А на другой стороне улицы красовался деревянный домина с прикрепленными к фасаду кривоватыми колоннами — архитектурное свидетельство, что здание — культурного назначения.
— Театр, — безошибочно установил Хандомиров. — Что я вам говорил? Город! Улиц, правда, не густо, да и домов неубедительно, но зато — культура!
— Культура, да не для нас, а для вольняшек, — огрызнулся Прохоров.
— Вряд ли местные вольняшки взыскуют культуры, — заметил наш сосед по ряду, пожилой, высокий, очень худой — его звали Анучиным, мы с ним дружили.
Впоследствии мы узнали, что все трое спорщиков оказались правы: деревянное здание служило театром (играли в нем, естественно, заключенные), пускали в него только вольных, но вольные театр не жаловали, зал заполнялся от силы на четверть — существенное отличие от клубов в лагере, где те же артисты собирали зрителей и «всидяк, и встояк», как выражались иные, покультурней, коменданты из «своих в доску».
За театром показались сторожевые вышки, вахта, мощная стена из колючей проволоки, необозримо протянувшаяся вправо и влево.
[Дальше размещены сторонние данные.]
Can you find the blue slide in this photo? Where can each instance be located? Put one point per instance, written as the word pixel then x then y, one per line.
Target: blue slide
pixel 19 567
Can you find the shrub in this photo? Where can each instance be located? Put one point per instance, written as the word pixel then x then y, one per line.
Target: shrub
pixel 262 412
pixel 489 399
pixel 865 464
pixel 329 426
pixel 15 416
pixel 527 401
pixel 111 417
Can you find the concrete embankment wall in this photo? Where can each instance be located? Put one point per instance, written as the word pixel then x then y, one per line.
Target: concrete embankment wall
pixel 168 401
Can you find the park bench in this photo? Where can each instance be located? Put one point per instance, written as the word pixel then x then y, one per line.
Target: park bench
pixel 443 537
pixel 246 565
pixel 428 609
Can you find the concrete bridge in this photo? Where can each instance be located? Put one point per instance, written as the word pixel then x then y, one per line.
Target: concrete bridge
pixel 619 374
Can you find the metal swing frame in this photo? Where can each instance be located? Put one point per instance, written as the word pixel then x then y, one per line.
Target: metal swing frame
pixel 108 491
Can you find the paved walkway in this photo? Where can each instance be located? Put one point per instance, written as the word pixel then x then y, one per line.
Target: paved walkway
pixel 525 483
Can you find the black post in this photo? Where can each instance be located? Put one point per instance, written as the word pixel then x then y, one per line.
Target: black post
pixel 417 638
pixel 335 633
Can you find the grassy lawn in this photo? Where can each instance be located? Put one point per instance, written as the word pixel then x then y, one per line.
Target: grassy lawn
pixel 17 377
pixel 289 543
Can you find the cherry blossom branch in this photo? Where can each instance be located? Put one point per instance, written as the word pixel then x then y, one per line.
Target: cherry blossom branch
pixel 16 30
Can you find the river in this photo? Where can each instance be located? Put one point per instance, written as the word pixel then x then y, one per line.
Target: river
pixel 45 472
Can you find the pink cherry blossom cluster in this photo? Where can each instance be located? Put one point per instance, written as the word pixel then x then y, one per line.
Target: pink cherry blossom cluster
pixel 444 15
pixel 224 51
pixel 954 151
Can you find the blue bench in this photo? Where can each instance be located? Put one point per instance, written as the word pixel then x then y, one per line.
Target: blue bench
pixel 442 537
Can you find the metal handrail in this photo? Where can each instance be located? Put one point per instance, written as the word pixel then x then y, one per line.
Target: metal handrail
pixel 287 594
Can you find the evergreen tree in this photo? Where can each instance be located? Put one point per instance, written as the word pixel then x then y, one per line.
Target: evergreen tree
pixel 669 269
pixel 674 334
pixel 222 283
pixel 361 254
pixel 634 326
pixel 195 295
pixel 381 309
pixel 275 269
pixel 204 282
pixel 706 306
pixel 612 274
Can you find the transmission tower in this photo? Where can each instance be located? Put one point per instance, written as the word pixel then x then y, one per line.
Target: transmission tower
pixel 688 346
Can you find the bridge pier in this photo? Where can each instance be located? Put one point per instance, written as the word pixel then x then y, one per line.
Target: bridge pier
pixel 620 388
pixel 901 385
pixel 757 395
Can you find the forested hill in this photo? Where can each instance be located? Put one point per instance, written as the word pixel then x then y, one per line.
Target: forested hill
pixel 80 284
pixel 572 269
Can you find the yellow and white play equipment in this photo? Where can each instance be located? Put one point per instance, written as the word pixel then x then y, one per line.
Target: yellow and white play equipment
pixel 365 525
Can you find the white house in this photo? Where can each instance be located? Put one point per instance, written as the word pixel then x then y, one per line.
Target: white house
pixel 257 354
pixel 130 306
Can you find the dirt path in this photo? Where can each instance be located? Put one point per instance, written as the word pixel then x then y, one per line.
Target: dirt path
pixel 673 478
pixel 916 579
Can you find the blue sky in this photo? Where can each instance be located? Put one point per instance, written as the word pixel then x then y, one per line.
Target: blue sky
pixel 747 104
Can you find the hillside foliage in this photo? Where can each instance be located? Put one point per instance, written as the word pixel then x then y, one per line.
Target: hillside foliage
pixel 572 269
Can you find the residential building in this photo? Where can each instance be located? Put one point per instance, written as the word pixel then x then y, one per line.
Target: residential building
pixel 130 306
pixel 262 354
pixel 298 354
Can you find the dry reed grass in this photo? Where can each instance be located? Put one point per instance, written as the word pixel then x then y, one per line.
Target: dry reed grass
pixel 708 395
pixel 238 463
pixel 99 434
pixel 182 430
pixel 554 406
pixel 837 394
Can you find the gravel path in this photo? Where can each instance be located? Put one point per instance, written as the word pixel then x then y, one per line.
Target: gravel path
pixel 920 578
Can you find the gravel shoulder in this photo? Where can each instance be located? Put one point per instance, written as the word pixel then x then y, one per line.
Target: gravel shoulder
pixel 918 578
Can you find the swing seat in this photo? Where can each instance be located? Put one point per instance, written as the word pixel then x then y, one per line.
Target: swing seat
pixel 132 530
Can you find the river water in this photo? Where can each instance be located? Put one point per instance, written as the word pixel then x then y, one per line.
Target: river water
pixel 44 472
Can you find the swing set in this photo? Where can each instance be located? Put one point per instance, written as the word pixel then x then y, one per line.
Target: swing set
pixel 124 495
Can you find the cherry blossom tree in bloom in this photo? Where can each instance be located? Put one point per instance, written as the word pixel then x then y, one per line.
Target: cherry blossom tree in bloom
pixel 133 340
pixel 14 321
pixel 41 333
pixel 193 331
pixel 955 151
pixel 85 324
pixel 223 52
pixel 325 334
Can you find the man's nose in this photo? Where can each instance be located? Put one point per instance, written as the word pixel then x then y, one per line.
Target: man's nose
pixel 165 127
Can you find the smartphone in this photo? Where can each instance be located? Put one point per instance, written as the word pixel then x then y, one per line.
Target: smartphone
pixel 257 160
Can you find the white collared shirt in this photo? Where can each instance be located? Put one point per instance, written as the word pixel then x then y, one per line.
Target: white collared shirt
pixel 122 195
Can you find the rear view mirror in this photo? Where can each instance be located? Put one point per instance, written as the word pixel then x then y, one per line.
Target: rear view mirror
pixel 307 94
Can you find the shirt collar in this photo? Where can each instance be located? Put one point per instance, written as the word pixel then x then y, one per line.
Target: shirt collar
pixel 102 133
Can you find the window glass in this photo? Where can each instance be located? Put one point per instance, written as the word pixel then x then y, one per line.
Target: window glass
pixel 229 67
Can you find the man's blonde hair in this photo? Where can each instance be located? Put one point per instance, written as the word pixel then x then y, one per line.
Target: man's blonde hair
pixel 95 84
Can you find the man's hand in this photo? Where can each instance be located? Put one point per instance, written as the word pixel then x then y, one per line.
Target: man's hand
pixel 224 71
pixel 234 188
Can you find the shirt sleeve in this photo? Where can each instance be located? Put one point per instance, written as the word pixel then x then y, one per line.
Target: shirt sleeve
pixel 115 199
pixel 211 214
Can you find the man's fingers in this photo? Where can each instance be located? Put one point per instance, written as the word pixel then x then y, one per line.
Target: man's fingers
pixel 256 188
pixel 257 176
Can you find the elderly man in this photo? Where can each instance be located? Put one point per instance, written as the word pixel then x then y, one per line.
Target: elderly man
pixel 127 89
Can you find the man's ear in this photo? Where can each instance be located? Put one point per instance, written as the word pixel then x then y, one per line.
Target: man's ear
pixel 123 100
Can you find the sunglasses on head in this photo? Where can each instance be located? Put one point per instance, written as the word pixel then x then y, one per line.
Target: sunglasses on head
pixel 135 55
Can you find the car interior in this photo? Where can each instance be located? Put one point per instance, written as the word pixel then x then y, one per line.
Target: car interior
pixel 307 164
Уже стемнело, с вышек лилось прожекторное сияние. Плотные ряды охраны образовали живой желоб, по нему в лагерь одна за другой вливались пятерки заключенных. Начальник конвоя громко отсчитывал: «Сто шестая! Сто седьмая! Сто восьмая, шире шаг! Сто девятая! Сто десятая, приставить ногу! Кончай базар, разберись по пяти! Сто одиннадцатая, повеселей!»
Мы с Хандомировым, Прохоровым, Ходзинским и Анучиным проскользнули через вахту без особых замечаний. За воротами нас перехватил комендант — заключенный не то из уголовников, не то из бытовиков — и яростно заорал, словно мы в чем-то уже провинились.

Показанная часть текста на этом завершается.